95. The method of claim 94, wherein the N-terminal fragment comprises residues which correspond to amino acids 1-35 of the synthetic IL-7 polypeptide, wherein residue position numbering of the synthetic IL-7 polypeptide is based on SEQ ID NO: 1 as a reference sequence.

96. The method of claim 94 or 95, wherein the N-terminal fragment comprises an amino acid sequence having at least 80% sequence identity with the amino acid sequence as set forth in SEQ ID NO: 5 or SEQ ID NO: 6.

97. The method of any one of claims 94-96, wherein the first interior fragment comprises residues which correspond to amino acids 36-75 of the synthetic IL-7 polypeptide, wherein residue position numbering of the synthetic IL-7 polypeptide is based on SEQ ID NO: 1 as a reference sequence.

98. The method of any one of claims 94-97, wherein the first interior fragment comprises an amino acid sequence having at least 80% sequence identity with the amino acid sequence as set forth in SEQ ID NO: 7 or SEQ ID NO: 8.

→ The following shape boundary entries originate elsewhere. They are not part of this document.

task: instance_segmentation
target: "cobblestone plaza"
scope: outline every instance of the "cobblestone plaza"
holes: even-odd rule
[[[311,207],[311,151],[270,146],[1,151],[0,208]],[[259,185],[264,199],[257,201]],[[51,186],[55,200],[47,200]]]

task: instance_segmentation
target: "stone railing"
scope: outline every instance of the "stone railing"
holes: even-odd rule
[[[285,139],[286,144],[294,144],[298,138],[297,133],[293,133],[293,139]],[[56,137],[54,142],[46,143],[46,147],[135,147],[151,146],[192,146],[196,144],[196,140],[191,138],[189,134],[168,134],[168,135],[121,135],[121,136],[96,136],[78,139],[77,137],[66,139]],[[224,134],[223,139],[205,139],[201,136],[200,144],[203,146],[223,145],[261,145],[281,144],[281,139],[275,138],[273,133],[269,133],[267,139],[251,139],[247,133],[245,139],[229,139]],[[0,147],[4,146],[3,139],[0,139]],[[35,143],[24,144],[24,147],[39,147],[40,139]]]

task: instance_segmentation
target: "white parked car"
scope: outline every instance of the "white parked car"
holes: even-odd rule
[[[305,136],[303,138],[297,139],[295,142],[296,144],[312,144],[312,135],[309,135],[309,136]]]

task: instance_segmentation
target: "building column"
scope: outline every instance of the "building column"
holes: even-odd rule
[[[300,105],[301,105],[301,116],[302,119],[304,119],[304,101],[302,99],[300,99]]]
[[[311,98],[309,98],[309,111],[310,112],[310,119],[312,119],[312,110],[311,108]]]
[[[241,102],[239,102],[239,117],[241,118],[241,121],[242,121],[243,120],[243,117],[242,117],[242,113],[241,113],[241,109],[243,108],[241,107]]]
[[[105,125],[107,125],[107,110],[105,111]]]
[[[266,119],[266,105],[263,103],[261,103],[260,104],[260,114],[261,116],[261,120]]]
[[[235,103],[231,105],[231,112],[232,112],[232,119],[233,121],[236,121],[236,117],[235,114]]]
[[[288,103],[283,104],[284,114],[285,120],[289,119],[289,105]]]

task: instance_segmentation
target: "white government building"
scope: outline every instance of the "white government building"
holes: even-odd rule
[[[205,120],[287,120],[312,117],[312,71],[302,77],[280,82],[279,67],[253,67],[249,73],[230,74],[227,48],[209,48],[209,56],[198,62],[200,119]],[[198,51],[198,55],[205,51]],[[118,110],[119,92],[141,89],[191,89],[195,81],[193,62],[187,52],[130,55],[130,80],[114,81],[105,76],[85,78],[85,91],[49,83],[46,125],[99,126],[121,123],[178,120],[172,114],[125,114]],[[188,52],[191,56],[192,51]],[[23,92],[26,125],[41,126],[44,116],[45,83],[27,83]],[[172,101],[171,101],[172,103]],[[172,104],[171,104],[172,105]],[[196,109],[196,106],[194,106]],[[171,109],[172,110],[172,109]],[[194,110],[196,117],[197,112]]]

99. The method of any one of claims 94-98 wherein the second interior fragment comprises residues which correspond to amino acids 76-113 of the synthetic IL-7 polypeptide, wherein residue position numbering of the synthetic IL-7 polypeptide is based on SEQ ID NO: 1 as a reference sequence.

100. The method of any one of claims 94-99, wherein the second interior fragment comprises an amino acid sequence having at least 80% sequence identity with the amino acid sequence as set forth in SEQ ID NO: 9.

101. The method of any one of claims 94-100, wherein the C-terminal fragment comprises residues which correspond to amino acids 114-152 of the synthetic IL-7 polypeptide, wherein residue position numbering of the synthetic IL-7 polypeptide is based on SEQ ID NO: 1 as a reference sequence.

102. The method of any one of claims 94-101, wherein the C-terminal fragment comprises an amino acid sequence having at least 80% sequence identity with the amino acid sequence as set forth in SEQ ID NO: 10 or SEQ ID NO: 11.

103. The method of any one of claims 94-102, wherein the N-terminal fragment, the first interior fragment, the second interior fragment, and the C-terminal fragment are arranged from the N-terminus to the C-terminus, respectively, in the synthetic IL-7 polypeptide.

104. The method of any one of claims 87-103, wherein the method further comprises rearranging the ligated fragments.

105. The method of any one of claims 87-104, wherein the at least one of the fragments of the IL-7 polypeptide comprises a conjugation handle.